Event extraction is a sub-task of information extraction in natural language processing by extracting relevant event information from unstructured text. In order to obtain the hot events related to electric power public opinion in a timely manner and assist electric power staff to make quick decisions, this article suggests a deep learning-based event extraction model for electric power public opinion, which is mainly composed of two parts, namely, an event detection model and an argumentative meta-role extraction model.
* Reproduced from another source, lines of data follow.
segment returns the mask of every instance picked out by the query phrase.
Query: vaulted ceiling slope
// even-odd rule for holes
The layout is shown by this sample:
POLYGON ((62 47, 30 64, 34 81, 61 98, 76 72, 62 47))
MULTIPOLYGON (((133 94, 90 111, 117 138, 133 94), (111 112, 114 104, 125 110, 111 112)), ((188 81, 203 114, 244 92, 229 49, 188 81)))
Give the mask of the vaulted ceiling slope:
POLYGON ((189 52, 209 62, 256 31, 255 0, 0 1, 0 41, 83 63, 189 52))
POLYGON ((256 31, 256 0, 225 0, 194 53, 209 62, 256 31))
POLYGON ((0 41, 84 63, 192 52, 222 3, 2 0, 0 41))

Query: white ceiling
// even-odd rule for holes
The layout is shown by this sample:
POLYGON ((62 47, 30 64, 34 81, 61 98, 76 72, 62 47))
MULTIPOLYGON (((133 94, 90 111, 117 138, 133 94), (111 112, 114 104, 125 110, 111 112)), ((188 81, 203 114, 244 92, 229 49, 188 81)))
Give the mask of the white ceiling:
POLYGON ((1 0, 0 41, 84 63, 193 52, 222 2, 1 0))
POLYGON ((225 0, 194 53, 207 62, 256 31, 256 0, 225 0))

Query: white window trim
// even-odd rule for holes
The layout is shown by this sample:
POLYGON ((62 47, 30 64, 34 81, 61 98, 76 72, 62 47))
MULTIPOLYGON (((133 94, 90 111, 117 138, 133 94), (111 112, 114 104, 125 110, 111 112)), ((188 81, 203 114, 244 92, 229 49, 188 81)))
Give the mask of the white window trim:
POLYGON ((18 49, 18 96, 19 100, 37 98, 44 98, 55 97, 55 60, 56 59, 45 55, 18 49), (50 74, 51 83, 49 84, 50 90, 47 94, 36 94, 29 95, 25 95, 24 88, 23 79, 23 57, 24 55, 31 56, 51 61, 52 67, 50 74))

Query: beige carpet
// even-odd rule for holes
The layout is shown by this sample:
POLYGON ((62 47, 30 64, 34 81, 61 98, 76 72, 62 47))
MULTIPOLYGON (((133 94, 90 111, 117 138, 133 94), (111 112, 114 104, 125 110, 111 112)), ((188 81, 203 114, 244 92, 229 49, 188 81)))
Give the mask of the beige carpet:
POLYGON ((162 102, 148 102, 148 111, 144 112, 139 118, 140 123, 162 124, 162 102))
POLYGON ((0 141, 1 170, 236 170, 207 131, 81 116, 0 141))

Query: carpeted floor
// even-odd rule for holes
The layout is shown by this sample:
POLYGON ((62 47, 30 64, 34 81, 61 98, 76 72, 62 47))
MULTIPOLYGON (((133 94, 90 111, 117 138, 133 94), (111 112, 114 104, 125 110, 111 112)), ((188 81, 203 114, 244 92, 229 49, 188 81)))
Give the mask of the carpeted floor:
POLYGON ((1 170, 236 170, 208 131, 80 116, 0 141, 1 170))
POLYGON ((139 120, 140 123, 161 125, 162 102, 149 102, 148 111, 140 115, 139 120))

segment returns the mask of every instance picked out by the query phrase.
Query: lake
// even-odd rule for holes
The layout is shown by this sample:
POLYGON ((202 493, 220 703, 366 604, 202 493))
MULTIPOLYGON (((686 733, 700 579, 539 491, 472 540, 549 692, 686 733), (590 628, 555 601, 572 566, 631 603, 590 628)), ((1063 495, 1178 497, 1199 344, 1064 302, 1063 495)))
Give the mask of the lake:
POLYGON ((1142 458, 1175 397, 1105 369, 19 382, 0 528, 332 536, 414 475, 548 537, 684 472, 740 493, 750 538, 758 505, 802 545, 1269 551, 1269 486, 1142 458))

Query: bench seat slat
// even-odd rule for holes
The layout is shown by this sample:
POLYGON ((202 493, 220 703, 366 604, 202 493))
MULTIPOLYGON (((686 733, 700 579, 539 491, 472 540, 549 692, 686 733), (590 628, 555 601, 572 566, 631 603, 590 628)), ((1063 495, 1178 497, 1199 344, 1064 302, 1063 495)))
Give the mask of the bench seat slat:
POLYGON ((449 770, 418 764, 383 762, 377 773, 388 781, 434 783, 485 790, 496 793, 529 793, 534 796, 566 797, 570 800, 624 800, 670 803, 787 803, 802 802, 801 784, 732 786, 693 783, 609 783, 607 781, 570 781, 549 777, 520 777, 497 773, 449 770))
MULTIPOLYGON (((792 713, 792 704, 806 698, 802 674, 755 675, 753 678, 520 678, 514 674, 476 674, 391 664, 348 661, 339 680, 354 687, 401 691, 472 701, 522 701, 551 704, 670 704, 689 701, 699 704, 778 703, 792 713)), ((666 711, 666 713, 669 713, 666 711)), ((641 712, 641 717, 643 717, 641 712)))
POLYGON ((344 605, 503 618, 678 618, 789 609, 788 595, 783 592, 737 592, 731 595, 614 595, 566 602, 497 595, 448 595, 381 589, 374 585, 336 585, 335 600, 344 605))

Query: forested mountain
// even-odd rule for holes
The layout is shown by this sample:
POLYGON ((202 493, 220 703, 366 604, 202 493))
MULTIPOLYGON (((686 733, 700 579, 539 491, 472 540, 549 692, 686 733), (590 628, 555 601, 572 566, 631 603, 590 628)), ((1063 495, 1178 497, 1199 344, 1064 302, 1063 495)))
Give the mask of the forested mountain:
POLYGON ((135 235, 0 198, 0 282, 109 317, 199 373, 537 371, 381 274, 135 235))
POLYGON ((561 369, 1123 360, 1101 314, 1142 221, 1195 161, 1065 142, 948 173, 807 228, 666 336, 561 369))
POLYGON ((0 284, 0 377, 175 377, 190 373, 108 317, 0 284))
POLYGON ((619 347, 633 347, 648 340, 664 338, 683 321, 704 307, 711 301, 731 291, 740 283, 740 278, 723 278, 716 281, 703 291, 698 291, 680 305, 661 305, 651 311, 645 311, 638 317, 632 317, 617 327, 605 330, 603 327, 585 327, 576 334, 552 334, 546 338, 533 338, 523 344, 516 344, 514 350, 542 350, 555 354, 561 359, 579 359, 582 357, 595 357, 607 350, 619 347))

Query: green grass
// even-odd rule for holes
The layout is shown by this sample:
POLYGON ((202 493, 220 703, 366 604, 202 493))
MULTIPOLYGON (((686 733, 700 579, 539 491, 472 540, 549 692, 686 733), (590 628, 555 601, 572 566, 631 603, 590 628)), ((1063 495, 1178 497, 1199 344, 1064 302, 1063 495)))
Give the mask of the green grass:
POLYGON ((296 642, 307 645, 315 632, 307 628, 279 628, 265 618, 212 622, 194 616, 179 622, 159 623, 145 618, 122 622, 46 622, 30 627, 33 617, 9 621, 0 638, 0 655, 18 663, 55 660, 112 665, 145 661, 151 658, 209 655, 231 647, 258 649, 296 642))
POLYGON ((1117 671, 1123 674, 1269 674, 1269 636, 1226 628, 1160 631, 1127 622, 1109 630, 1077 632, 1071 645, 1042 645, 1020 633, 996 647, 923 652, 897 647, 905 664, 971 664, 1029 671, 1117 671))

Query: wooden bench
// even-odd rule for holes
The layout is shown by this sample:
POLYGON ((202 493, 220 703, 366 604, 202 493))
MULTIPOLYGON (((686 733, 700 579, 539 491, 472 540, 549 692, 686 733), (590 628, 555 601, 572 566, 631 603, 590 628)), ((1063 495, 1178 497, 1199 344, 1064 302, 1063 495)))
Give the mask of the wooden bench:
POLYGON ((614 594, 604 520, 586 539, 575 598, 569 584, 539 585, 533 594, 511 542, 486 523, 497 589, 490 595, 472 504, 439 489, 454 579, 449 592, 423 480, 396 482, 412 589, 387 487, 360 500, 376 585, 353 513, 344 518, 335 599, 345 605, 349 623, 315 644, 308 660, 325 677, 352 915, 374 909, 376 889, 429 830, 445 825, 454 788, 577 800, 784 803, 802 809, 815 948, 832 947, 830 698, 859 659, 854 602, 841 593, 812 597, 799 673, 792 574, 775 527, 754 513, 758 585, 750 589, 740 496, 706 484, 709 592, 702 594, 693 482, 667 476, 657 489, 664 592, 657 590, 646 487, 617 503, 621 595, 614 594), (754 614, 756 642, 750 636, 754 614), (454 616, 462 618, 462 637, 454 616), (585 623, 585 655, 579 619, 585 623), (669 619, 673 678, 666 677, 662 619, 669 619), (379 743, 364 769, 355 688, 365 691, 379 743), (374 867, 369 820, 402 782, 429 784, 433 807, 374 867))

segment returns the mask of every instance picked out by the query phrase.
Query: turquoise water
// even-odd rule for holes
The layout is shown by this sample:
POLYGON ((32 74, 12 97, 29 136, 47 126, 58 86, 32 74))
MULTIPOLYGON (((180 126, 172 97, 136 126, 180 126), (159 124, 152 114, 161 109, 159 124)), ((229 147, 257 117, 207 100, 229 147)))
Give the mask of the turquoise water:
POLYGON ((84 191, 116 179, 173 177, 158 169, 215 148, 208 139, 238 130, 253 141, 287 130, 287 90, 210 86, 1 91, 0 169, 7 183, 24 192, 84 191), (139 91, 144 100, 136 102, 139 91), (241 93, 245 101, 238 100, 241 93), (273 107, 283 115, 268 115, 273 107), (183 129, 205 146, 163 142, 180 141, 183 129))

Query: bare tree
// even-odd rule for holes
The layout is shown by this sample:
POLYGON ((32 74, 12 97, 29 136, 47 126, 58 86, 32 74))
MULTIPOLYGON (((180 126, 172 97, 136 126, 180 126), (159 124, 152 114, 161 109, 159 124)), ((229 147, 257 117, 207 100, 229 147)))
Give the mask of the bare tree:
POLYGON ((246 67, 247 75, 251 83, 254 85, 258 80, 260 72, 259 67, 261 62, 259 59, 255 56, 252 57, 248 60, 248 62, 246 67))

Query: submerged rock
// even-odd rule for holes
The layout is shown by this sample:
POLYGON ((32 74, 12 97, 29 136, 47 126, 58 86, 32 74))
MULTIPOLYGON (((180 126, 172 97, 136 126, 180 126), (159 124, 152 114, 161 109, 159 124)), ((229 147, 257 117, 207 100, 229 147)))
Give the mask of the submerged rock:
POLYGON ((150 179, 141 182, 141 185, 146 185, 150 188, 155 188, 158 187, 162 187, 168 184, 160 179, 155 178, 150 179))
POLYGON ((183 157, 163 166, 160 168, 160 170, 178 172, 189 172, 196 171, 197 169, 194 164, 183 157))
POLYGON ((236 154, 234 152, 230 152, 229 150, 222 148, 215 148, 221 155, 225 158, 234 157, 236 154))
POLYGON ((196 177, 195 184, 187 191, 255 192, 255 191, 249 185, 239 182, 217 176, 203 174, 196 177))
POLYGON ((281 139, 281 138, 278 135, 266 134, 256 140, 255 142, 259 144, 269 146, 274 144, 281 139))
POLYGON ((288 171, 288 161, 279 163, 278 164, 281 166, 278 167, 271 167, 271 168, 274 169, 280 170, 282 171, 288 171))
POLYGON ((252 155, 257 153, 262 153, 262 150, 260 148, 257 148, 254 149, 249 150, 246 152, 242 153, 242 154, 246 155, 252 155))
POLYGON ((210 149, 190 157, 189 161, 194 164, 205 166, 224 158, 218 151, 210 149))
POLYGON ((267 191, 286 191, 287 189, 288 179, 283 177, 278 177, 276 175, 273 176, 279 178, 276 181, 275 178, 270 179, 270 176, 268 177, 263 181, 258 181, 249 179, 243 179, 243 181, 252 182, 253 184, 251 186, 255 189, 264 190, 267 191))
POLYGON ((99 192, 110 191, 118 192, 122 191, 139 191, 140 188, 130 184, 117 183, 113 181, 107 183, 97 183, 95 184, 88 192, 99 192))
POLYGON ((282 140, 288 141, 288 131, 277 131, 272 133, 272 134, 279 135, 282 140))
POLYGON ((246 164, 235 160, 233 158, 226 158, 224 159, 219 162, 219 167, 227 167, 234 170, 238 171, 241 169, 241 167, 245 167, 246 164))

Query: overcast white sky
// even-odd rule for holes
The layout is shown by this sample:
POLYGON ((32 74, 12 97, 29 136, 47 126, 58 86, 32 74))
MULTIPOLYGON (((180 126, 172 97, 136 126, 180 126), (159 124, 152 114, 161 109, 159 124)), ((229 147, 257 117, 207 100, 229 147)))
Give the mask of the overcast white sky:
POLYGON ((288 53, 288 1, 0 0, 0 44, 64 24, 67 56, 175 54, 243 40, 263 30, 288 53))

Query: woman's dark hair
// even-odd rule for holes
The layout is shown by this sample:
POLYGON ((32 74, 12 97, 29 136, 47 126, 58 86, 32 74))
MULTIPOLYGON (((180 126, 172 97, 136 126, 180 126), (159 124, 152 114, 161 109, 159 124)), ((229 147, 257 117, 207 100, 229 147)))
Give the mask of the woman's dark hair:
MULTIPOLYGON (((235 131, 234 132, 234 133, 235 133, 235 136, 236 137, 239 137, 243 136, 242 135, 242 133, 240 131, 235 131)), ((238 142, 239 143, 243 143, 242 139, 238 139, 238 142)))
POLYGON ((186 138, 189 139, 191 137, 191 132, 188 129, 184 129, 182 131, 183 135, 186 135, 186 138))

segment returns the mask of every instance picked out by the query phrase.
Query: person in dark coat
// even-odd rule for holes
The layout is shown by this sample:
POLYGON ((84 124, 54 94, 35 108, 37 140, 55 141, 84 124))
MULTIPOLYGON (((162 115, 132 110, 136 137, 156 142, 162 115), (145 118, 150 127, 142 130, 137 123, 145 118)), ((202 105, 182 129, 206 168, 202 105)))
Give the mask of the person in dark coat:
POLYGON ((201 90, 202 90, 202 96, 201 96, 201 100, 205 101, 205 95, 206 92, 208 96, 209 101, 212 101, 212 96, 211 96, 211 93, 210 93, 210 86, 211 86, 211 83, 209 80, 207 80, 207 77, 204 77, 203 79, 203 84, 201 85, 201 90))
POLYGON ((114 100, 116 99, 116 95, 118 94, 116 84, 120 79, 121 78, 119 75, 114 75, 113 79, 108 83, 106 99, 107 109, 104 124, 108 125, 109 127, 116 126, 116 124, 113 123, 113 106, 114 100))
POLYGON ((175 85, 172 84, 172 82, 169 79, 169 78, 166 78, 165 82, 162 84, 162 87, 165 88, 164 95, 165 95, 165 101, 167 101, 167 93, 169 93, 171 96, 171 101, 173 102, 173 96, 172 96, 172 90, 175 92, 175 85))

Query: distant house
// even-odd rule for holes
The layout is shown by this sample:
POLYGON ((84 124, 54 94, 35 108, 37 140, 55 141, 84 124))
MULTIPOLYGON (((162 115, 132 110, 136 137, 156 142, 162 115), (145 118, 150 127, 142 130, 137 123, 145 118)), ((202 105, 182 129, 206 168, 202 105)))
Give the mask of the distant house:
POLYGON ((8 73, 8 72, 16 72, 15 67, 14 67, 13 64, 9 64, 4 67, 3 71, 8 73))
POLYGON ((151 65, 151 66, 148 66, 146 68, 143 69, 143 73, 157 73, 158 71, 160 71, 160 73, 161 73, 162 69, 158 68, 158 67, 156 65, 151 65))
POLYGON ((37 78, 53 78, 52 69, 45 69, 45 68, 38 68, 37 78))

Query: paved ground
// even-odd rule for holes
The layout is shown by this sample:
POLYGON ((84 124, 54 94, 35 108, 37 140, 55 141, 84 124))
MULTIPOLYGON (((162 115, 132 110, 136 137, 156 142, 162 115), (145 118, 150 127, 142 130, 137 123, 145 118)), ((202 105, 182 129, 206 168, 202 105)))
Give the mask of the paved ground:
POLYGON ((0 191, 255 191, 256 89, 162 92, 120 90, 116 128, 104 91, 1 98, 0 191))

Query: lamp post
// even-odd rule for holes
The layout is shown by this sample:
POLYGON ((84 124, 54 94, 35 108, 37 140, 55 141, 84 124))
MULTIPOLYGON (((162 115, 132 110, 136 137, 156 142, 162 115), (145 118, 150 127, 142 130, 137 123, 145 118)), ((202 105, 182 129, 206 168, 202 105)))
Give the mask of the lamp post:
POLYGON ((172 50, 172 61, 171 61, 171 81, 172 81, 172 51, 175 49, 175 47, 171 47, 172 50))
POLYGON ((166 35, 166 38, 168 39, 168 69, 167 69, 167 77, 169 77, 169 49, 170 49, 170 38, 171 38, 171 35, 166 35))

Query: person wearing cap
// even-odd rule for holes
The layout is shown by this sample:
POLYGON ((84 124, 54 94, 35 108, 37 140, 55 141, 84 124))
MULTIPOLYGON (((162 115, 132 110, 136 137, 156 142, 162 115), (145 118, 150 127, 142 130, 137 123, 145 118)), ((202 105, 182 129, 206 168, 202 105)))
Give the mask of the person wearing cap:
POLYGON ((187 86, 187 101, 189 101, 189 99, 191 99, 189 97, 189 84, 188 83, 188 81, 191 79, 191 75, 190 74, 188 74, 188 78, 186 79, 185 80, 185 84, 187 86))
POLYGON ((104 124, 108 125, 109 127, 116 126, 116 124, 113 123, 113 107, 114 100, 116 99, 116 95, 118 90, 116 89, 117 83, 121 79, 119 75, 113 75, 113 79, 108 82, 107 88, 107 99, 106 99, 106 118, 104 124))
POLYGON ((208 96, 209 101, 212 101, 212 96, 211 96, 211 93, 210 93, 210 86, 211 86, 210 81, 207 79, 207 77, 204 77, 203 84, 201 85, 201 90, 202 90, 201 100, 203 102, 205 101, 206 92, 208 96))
The event detection model is further extracted by using the BLSTM model to obtain the specific event categories of electrical power viewpoint text, and the argumentative role extraction model is employed to extract the features of electric power opinion text by using the BLSTM-CRF model to obtain the argumentative roles included within the text. In this paper, we solve the problem of overlapping roles by using an innovative location indexing annotation method. Finally, the events contained in the power opinion text are extracted by the joint extraction of the event category and the theoretical roles. By conducting experimental tests, this research proposes a model with superior performance in terms of event extraction outcomes and accuracy rate..
基于深度学习的电力舆情事件提取方法
事件提取是从非结构化文本中提取相关事件信息,是自然语言处理中信息提取的一个子任务。为了及时获取电力舆情热点事件,帮助电力工作人员快速决策,本文提出了一种基于深度学习的电力舆情事件提取模型,该模型主要由两部分组成,即事件检测模型和论证元角色提取模型。利用BLSTM模型进一步提取事件检测模型,得到电力观点文本的具体事件类别;利用BLSTM- crf模型进一步提取电力观点文本的特征,得到文本中包含的争论角色。本文采用一种新颖的位置索引标注方法,解决了角色重叠的问题。最后,通过事件类别和理论角色的联合提取,提取权力意见文本中包含的事件。通过实验测试,本研究提出的模型在事件提取结果和准确率方面都具有优异的性能。
本文章由计算机程序翻译,如有差异,请以英文原文为准。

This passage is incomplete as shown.